2. Dar’ul Mafasid Muqaddam ‘ala Jalbil Masalih — Menghindari kerusakan lebih utama daripada mencari kemaslahatan. Kaidah ini menjadi pijakan bagi pengambilan keputusan etika lingkungan, termasuk pengendalian polusi dan eksploitasi alam yang berlebihan.
3. Al-‘Adlu Asasun Lil-Hukm — Keadilan adalah fondasi hukum. Ibn ‘Āshūr menafsirkan dalam at-Taḥrīr wa at-Tanwīr bahwa keadilan merupakan asas universal syariat yang harus diwujudkan pada setiap konteks sosial, termasuk relasi gender dan distribusi sumber daya alam.
4. Al-Hukmu Yaduru Ma‘a ‘Illatihi Wujudan wa ‘Adaman — Hukum itu bergantung pada ‘illah-nya. Jika sebab berubah, maka hukumnya pun dapat berubah. Ini menjadi dasar bagi ijtihad dalam isu-isu baru seperti hak reproduksi perempuan atau kebijakan ekonomi hijau.
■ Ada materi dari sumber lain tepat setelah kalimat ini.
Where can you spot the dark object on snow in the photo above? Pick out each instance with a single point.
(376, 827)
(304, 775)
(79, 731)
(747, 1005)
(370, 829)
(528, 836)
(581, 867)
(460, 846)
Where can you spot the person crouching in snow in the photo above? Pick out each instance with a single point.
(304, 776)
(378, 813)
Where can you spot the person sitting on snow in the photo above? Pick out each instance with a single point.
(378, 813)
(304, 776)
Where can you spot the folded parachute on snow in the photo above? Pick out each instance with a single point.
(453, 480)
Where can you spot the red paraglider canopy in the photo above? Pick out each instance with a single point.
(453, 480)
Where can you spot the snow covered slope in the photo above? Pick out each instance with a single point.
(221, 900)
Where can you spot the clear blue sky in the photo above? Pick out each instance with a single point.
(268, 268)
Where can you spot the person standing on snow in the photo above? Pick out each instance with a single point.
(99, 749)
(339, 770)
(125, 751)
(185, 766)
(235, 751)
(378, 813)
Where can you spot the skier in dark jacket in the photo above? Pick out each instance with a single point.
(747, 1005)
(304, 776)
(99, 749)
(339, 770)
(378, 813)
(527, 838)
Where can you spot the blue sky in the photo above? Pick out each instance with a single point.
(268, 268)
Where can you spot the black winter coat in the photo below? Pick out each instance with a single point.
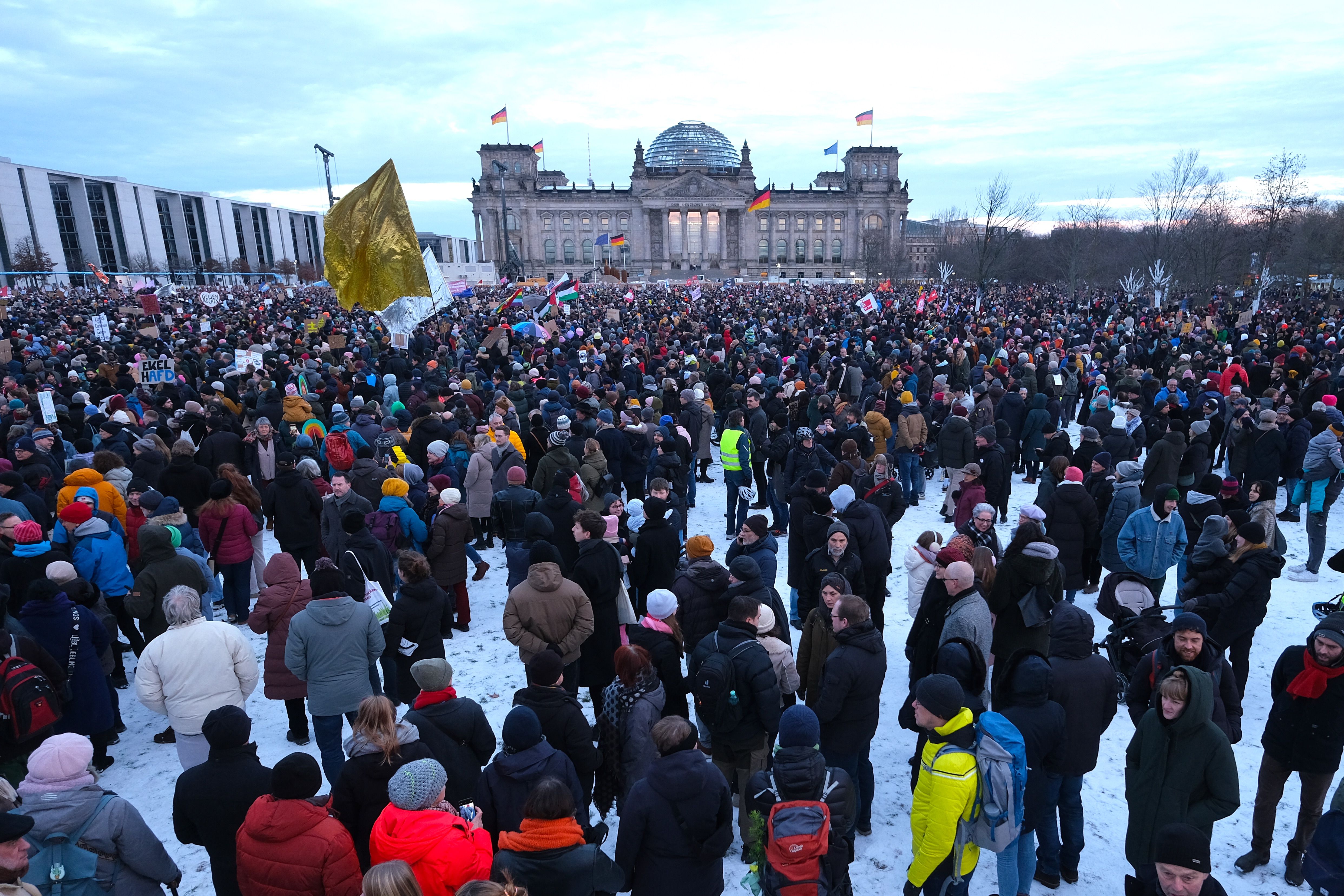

5. Taghayyur al-Ahkam bi Taghayyur al-Azminah wal-Amkinah — Hukum dapat berubah mengikuti perubahan waktu dan tempat. Kaidah ini membenarkan adaptasi syariat terhadap realitas sosial baru, termasuk dunia digital dan perubahan ekologi global.
Dalil Qur’an dan Tafsir
﴿وَمَا جَعَلَ عَلَيْكُمْ فِي الدِّينِ مِنْ حَرَجٍ﴾
“Dan Dia tidak menjadikan untukmu kesempitan dalam agama.” (QS. Al-Hajj [22]: 78)
Tafsir Ibn ‘Āshūr menjelaskan bahwa ayat ini menunjukkan bahwa syariat bersifat inklusif dan progresif, karena Allah tidak menghendaki kesempitan bagi manusia. Artinya, hukum Islam harus mampu memberikan ruang bagi kemudahan dan adaptasi tanpa kehilangan nilai dasarnya.
﴿إِنَّ اللّهَ يَأْمُرُ بِالْعَدْلِ وَالإِحْسَانِ﴾
“Sesungguhnya Allah menyuruh (kamu) berlaku adil dan berbuat kebajikan.” (QS. An-Nahl [16]: 90)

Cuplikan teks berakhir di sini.